Show the trend of a selected event
Chart how many times an event was reported along the last day.
// To create an alert for this query, click '+ New alert rule'
Event
| where EventID == 44 // this ID indicates Windows Update started downloading an update
| summarize count() by bin(TimeGenerated, 1h), Computer, _ResourceId // bin is used to set the time grain to 1 hour
| render barchart
Error event on computer missing security co critical update
Error events for machines that are missing critical or security required updates.
// To create an alert for this query, click '+ New alert rule'
Event
| where EventLevelName == "error"
| join kind=inner (Update |where (Classification == "Security Updates" or Classification == "Critical Updates") and UpdateState == "Needed" and Optional == "false" | distinct Computer) on Computer
| sort by TimeGenerated desc
All Events in the past hour
All Events in the past hour.
Event
| where TimeGenerated > ago(1h)
| sort by TimeGenerated desc
Events started
Events started by event ID.
Event
| where RenderedDescription contains "started"
| summarize count() by EventID
Events by event source
Events by event source.
Event
| summarize count() by Source
Events by event ID
Top 10 events by event ID.
Event
| summarize count() by EventID
| top 10 by count_
Warning events
Warning events sortd by time.
Event
| where EventLevelName == "warning"
| sort by TimeGenerated desc
Count of warning events
Count of warning events by event ID.
Event
| where EventLevelName == "warning"
| summarize count() by EventID
Events in OM between 2000 to 3000
Operation manger events with IDs in range of 2000 to 3000.
Event
| where EventLog == "Operations Manager" and (EventID >= 2000 and EventID <= 3000)

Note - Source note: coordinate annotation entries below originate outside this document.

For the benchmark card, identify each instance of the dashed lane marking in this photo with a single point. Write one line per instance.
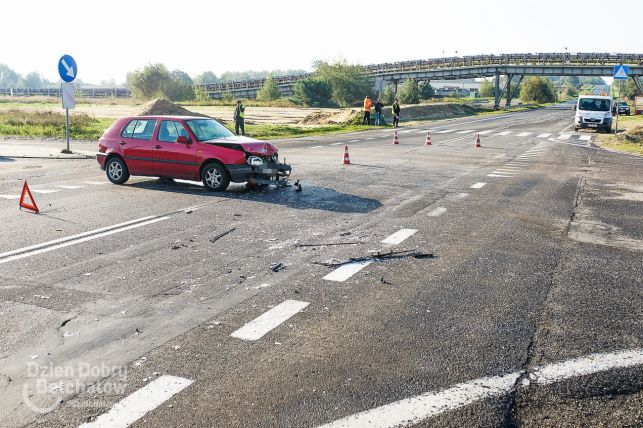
(344, 272)
(414, 410)
(437, 212)
(138, 404)
(399, 236)
(260, 326)
(44, 191)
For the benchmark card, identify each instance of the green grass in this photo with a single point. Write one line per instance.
(50, 124)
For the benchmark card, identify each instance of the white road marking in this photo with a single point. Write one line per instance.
(66, 187)
(399, 236)
(76, 239)
(260, 326)
(437, 212)
(344, 272)
(414, 410)
(586, 365)
(44, 191)
(138, 404)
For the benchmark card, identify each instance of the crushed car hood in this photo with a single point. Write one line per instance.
(248, 145)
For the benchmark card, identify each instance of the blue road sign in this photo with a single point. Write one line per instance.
(621, 72)
(67, 68)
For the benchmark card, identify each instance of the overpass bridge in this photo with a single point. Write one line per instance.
(514, 66)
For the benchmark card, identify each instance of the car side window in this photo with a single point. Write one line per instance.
(140, 129)
(169, 131)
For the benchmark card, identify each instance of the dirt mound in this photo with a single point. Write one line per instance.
(635, 134)
(330, 117)
(162, 106)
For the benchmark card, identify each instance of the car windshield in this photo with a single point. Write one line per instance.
(208, 129)
(594, 104)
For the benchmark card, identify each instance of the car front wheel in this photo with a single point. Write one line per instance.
(215, 177)
(117, 171)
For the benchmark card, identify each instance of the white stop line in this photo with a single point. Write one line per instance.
(413, 410)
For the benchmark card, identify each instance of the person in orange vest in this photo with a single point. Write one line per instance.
(367, 110)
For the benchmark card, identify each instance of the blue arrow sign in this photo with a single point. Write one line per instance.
(67, 68)
(621, 72)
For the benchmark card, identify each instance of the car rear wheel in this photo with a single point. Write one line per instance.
(116, 170)
(215, 177)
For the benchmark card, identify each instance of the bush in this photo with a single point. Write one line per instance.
(409, 92)
(349, 82)
(269, 91)
(313, 92)
(537, 89)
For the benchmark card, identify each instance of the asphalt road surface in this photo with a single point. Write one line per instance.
(442, 286)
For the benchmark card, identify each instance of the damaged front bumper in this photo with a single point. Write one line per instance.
(269, 173)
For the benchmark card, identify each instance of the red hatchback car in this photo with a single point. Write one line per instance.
(191, 148)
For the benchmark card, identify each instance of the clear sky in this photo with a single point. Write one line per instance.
(110, 38)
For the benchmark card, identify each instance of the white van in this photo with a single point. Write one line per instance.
(593, 111)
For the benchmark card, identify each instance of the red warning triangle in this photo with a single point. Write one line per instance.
(31, 205)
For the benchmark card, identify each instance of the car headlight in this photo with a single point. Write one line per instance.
(255, 161)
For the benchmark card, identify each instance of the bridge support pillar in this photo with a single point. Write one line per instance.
(496, 92)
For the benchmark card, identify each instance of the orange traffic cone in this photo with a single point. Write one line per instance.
(395, 140)
(428, 139)
(347, 159)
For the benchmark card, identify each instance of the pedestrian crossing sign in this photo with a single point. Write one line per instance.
(621, 72)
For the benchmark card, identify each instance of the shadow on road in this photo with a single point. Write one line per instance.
(312, 197)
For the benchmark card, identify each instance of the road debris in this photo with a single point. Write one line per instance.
(221, 235)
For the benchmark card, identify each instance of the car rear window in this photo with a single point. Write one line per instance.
(141, 129)
(208, 129)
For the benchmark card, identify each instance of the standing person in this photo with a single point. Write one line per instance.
(367, 110)
(396, 114)
(239, 114)
(378, 111)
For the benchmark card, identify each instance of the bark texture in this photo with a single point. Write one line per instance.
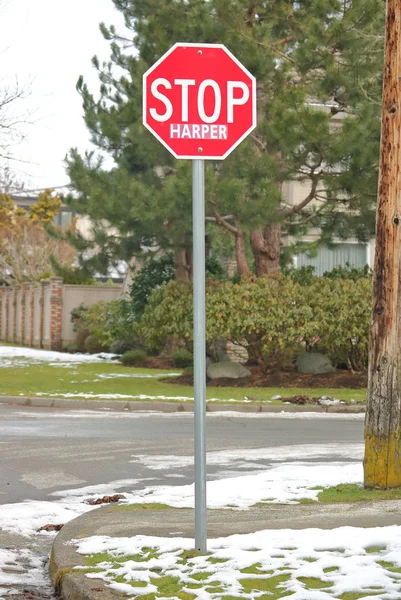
(382, 462)
(266, 245)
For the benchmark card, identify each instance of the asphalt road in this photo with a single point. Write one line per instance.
(47, 450)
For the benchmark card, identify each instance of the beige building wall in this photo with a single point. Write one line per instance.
(74, 295)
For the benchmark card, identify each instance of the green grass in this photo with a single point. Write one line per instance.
(31, 379)
(314, 583)
(352, 492)
(254, 581)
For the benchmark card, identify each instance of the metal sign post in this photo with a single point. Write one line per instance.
(198, 225)
(199, 101)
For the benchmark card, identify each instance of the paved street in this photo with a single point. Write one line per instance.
(44, 450)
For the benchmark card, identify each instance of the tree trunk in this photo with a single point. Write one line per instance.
(266, 249)
(382, 462)
(183, 265)
(240, 255)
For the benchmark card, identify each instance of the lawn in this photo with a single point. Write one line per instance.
(282, 564)
(24, 377)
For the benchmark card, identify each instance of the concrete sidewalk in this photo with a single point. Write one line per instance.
(121, 522)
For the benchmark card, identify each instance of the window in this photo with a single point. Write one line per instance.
(336, 255)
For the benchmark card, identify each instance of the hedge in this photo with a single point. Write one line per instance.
(269, 316)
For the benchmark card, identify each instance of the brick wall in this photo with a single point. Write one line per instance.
(39, 315)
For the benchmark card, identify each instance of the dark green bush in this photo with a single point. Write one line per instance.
(132, 358)
(121, 346)
(271, 317)
(92, 345)
(153, 274)
(182, 358)
(159, 271)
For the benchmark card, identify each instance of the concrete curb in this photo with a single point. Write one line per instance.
(117, 522)
(169, 407)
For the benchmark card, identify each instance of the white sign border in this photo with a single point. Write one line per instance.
(238, 63)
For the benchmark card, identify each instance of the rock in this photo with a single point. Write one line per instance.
(314, 363)
(227, 369)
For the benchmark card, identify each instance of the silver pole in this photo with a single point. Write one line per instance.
(198, 226)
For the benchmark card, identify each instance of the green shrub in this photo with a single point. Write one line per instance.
(133, 358)
(92, 345)
(121, 346)
(159, 271)
(349, 272)
(153, 274)
(109, 322)
(272, 317)
(182, 358)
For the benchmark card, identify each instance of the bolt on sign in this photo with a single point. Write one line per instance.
(199, 101)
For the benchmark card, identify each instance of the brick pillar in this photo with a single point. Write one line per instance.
(24, 288)
(4, 315)
(43, 284)
(31, 310)
(17, 314)
(12, 334)
(2, 289)
(9, 306)
(56, 312)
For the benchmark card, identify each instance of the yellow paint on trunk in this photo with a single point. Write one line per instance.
(382, 462)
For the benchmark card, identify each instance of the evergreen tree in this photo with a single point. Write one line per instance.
(318, 66)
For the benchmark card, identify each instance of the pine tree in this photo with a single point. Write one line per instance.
(318, 63)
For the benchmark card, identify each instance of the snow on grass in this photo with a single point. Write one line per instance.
(136, 375)
(312, 564)
(8, 354)
(92, 396)
(23, 565)
(287, 483)
(25, 518)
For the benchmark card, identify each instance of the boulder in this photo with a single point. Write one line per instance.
(227, 369)
(314, 364)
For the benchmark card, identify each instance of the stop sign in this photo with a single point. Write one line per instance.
(199, 101)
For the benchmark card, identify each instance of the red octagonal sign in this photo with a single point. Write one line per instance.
(199, 101)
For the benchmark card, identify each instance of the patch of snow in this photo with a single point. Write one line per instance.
(8, 353)
(329, 401)
(285, 484)
(299, 554)
(21, 566)
(137, 375)
(242, 457)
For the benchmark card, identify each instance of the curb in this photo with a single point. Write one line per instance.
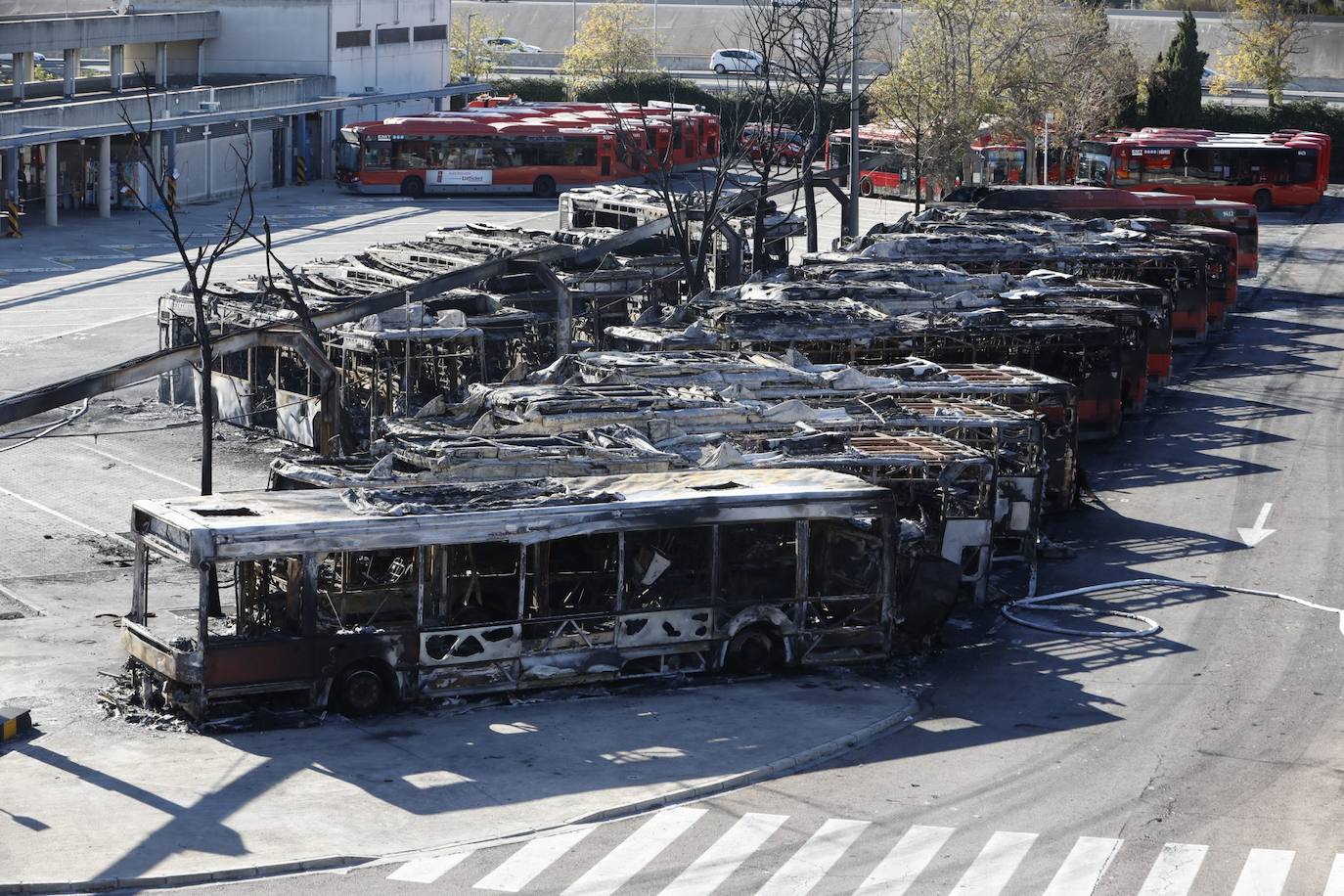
(189, 878)
(797, 760)
(779, 767)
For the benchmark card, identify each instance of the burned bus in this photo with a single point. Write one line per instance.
(360, 598)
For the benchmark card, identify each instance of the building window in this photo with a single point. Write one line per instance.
(345, 39)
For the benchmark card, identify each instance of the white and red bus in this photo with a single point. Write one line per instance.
(893, 176)
(1282, 168)
(1105, 202)
(535, 150)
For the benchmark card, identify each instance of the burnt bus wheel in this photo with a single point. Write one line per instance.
(755, 650)
(413, 187)
(362, 691)
(543, 187)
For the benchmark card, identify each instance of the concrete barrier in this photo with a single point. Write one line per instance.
(690, 32)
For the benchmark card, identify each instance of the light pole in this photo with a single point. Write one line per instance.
(852, 211)
(470, 49)
(377, 25)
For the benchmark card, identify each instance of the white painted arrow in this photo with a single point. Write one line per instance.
(1258, 532)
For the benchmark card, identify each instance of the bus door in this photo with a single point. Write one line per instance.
(667, 619)
(268, 645)
(471, 634)
(568, 608)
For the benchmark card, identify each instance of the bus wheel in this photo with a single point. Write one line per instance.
(413, 187)
(362, 690)
(754, 650)
(543, 187)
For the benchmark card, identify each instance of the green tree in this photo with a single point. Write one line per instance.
(614, 42)
(1266, 35)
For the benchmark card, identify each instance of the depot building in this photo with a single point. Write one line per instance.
(219, 94)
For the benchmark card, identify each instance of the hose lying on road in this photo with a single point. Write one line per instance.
(1043, 605)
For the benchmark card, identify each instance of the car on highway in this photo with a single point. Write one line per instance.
(736, 60)
(510, 45)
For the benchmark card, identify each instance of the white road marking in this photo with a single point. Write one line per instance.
(995, 864)
(1335, 885)
(62, 516)
(635, 852)
(1084, 867)
(133, 465)
(531, 860)
(717, 863)
(85, 330)
(1175, 870)
(910, 856)
(807, 867)
(1265, 872)
(426, 871)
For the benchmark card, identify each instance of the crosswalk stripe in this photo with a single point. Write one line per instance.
(807, 867)
(1175, 870)
(722, 859)
(910, 856)
(1084, 867)
(531, 860)
(635, 852)
(426, 871)
(1265, 872)
(995, 864)
(1335, 885)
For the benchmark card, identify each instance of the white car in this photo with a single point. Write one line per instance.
(510, 45)
(734, 60)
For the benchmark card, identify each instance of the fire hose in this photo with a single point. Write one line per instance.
(1045, 604)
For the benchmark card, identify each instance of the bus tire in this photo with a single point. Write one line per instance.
(363, 690)
(543, 187)
(413, 187)
(755, 650)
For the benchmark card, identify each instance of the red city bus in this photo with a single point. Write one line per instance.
(891, 177)
(1103, 202)
(1282, 168)
(514, 148)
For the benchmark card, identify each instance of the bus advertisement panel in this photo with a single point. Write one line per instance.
(1282, 168)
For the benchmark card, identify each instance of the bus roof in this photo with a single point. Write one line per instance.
(255, 524)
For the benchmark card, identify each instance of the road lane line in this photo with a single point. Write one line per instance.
(995, 864)
(906, 860)
(1175, 870)
(807, 867)
(717, 863)
(531, 860)
(635, 852)
(62, 516)
(1265, 872)
(426, 871)
(85, 330)
(133, 465)
(1335, 885)
(1084, 867)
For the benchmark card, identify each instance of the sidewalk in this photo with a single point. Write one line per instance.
(101, 799)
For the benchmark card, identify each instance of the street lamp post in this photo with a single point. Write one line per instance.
(852, 209)
(470, 61)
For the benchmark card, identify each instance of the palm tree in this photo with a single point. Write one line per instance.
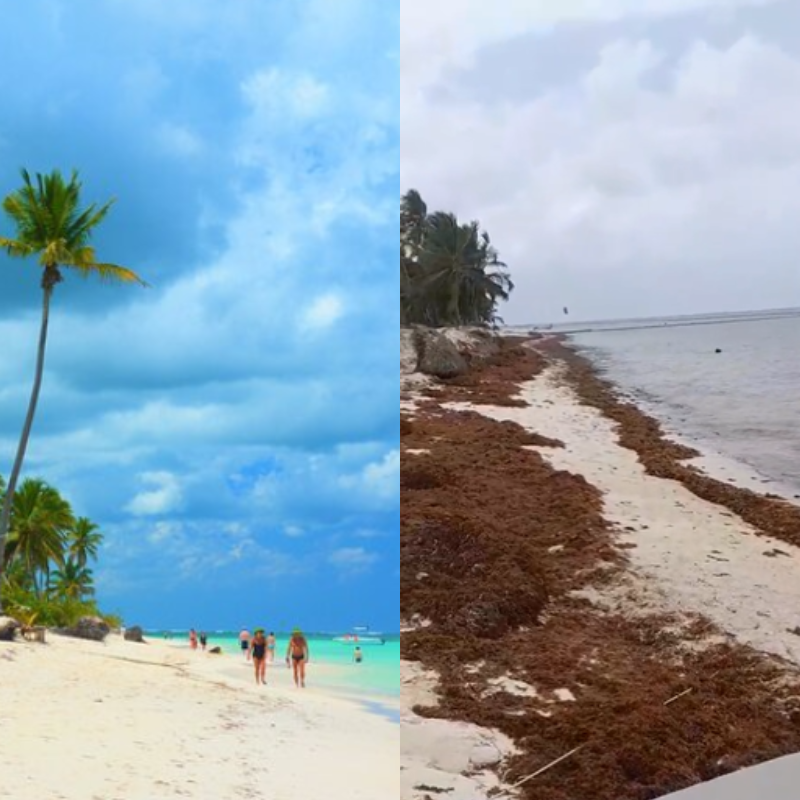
(40, 521)
(73, 581)
(83, 541)
(450, 273)
(51, 224)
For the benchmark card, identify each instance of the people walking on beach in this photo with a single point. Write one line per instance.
(297, 654)
(244, 642)
(258, 648)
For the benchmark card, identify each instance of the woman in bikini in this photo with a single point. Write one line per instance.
(258, 649)
(297, 654)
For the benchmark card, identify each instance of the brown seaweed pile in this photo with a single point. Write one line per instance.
(493, 540)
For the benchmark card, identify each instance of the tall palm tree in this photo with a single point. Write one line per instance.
(73, 581)
(51, 224)
(83, 541)
(40, 521)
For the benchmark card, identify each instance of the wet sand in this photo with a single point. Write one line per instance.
(647, 612)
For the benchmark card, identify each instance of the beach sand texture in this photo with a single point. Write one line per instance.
(668, 652)
(124, 721)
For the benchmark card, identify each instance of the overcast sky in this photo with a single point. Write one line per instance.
(628, 157)
(233, 429)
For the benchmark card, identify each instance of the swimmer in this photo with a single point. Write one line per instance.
(244, 642)
(297, 654)
(258, 648)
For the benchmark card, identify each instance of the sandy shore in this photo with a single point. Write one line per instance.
(126, 721)
(669, 649)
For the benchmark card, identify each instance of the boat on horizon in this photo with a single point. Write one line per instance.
(361, 635)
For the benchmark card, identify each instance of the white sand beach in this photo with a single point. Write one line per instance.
(125, 721)
(686, 555)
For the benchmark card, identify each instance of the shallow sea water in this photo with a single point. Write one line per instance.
(742, 404)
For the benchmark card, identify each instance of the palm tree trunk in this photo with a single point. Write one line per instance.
(50, 278)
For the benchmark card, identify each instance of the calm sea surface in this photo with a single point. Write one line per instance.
(742, 403)
(378, 675)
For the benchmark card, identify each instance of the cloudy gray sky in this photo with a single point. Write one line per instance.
(628, 158)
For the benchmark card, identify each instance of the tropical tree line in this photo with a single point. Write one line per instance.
(44, 549)
(47, 557)
(450, 272)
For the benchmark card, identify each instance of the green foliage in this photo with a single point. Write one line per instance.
(51, 223)
(450, 273)
(46, 579)
(50, 610)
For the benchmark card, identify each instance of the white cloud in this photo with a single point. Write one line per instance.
(179, 140)
(378, 478)
(322, 312)
(164, 498)
(352, 559)
(659, 181)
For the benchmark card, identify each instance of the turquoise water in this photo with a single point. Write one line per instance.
(377, 675)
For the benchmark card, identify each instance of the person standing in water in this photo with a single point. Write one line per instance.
(258, 649)
(297, 654)
(244, 642)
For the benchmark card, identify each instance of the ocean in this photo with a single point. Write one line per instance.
(377, 677)
(741, 405)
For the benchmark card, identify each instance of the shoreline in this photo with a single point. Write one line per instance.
(144, 721)
(616, 634)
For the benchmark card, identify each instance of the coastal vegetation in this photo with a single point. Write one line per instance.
(51, 225)
(47, 578)
(450, 272)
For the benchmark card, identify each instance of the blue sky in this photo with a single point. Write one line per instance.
(233, 428)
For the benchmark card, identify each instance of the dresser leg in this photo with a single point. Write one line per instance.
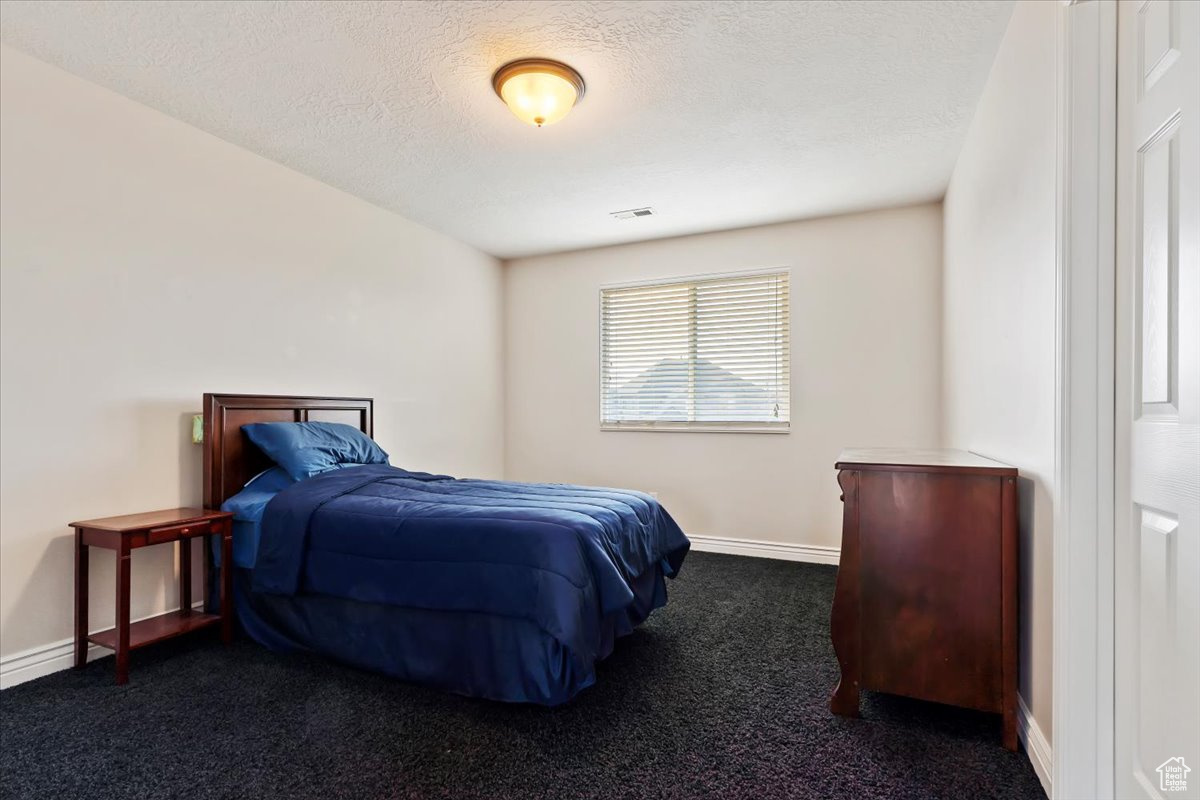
(845, 698)
(81, 601)
(185, 576)
(1009, 727)
(123, 614)
(227, 584)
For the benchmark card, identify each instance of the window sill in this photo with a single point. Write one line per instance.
(696, 428)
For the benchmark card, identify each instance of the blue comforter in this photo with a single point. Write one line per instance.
(565, 558)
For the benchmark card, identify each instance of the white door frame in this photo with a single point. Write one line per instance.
(1085, 386)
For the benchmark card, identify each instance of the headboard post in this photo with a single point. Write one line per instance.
(229, 457)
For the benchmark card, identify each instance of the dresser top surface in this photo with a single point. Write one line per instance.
(917, 459)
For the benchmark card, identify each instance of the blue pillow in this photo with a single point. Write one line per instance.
(307, 449)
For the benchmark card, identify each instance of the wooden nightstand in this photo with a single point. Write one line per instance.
(129, 533)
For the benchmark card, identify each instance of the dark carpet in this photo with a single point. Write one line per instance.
(723, 693)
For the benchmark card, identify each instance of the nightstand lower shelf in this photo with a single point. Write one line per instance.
(156, 629)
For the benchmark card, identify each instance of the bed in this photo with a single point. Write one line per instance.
(509, 591)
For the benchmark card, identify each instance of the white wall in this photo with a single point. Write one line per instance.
(143, 263)
(865, 371)
(999, 306)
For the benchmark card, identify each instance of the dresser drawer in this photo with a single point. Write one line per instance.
(174, 533)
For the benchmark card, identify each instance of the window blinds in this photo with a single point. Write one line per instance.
(699, 354)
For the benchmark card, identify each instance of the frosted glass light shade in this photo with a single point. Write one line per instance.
(538, 91)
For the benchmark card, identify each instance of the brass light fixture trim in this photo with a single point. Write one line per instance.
(556, 70)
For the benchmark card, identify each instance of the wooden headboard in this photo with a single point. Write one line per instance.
(231, 458)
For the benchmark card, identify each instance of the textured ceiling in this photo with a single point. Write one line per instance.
(718, 114)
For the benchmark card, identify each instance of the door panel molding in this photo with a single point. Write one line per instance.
(1085, 378)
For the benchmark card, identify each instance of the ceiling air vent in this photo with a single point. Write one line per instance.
(631, 214)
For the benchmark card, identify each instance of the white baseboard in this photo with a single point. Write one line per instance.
(54, 657)
(784, 551)
(1037, 747)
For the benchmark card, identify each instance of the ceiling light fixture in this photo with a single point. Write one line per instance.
(538, 91)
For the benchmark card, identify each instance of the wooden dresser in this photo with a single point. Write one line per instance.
(925, 603)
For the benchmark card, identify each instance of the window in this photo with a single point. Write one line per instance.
(702, 354)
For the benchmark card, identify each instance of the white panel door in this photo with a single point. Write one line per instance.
(1157, 515)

| sort by TimeGenerated desc
Windows Fireawall policy settings
Windows Fireawall policy settings changed.
Event
| where EventLog == "Microsoft-Windows-Windows Firewall With Advanced Security/Firewall" and EventID == 2008
| sort by TimeGenerated desc
Windows Fireawall policy settings changed by machines
Windows Fireawall policy settings changed by machines.
Event
| where EventLog == "Microsoft-Windows-Windows Firewall With Advanced Security/Firewall" and EventID == 2008
| summarize count() by Computer
| limit 10000